La libéralisation progressive du réseau ferroviaire français jette le trouble sur son statut et sa mission. La SNCF, qui n’est plus un service public mais pas complètement une société privée, abuse de son monopole.

Mathilde Azerot  • 17 juillet 2008 abonné·es

La SNCF est-elle toujours un service public ? À l’heure où le fret est ouvert à la concurrence, où la libéralisation du transport des voyageurs est prévue pour 2010, et où les recours aux partenariats public-privé se multiplient, la question mérite d’être sérieusement posée. Si la garantie d’un service public de qualité ne relève théoriquement pas du statut de l’entreprise mais des modalités du contrat qu’elle a passé avec l’État, la recherche de la compétitivité n’en reste pas moins inhérente à la libéralisation du système. Et signifie l’affaiblissement de la notion de service public. Dans les textes, la Société nationale du chemin de fer a toujours pour mission d’exploiter les services de transports et de marchandises au nom de la collectivité. « Privatisation ?, ironise Alain Cambi, membre du bureau fédéral de SUD-Rail, c’est un mot dont se défend la direction ; il n’est pas question de privatiser ni de filialiser. Mais on le voit depuis longtemps : il s’agit d’une privatisation détournée. » Car les évolutions de la politique commerciale de l’entreprise font sérieusement douter de la volonté de la SNCF d’honorer ses responsabilités de serviteur de la chose publique.
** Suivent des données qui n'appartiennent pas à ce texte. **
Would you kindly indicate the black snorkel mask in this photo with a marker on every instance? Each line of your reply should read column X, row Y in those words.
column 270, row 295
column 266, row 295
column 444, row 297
Illustration - Sur de mauvais rails


La SNCF augmente insidieusement ses tarifs, néglige le service clientèle, fait pression sur ses agents… NGUYEN/AFP

Depuis octobre 2007, la nouvelle grille de prix, NoteS, réglemente les conditions tarifaires pour les trains à réservation obligatoire (TGV, Téoz et Lunéa). Avec NoteS, la SNCF a signé l’avènement du « yield management », expression que l’on peut traduire par « tarification en temps réel ». Technique usitée par les compagnies aériennes, le « yield management » permet de moduler le prix des billets en fonction du moment de la réservation. Et donc d’optimiser au maximum le remplissage des trains. C’est pourquoi le prix du billet peut sensiblement différer d’un siège à un autre dans le même train. « On n’est plus dans l’esprit selon lequel le prix du kilomètre était le même partout en France, s’indigne Alain Campi. Ce n’est pas digne d’un service public, ce n’est absolument pas démocratique ! » À la direction Voyages-France-Europe (VFE), chargée des grandes lignes, on tempère : « C’est très compliqué, explique Laëtitia Castanet, au service de presse, toutes les activités de la SNCF ne sont pas soumises à la mission de service public. Il n’y a que l’activité de SNCF Proximités [qui gère les Corail Intercités, les TER et le Transilien, ndlr] qui y est soumise. VFE est entre guillemets “une activité indépendante”. » Faut-il comprendre que la SNCF fonctionne comme une société privée ? « Nous ne bénéficions d’aucune subvention de l’État, mais nous n’avons pas le statut d’une entreprise privée, précise-t-elle, notre recette particulière va au financement global de la SNCF. » Et l’employée de concéder : *« Ce n’est pas évident d’expliquer que la SNCF n’a pas vocation à assurer une mission de service public dans l’ensemble de ses activités. »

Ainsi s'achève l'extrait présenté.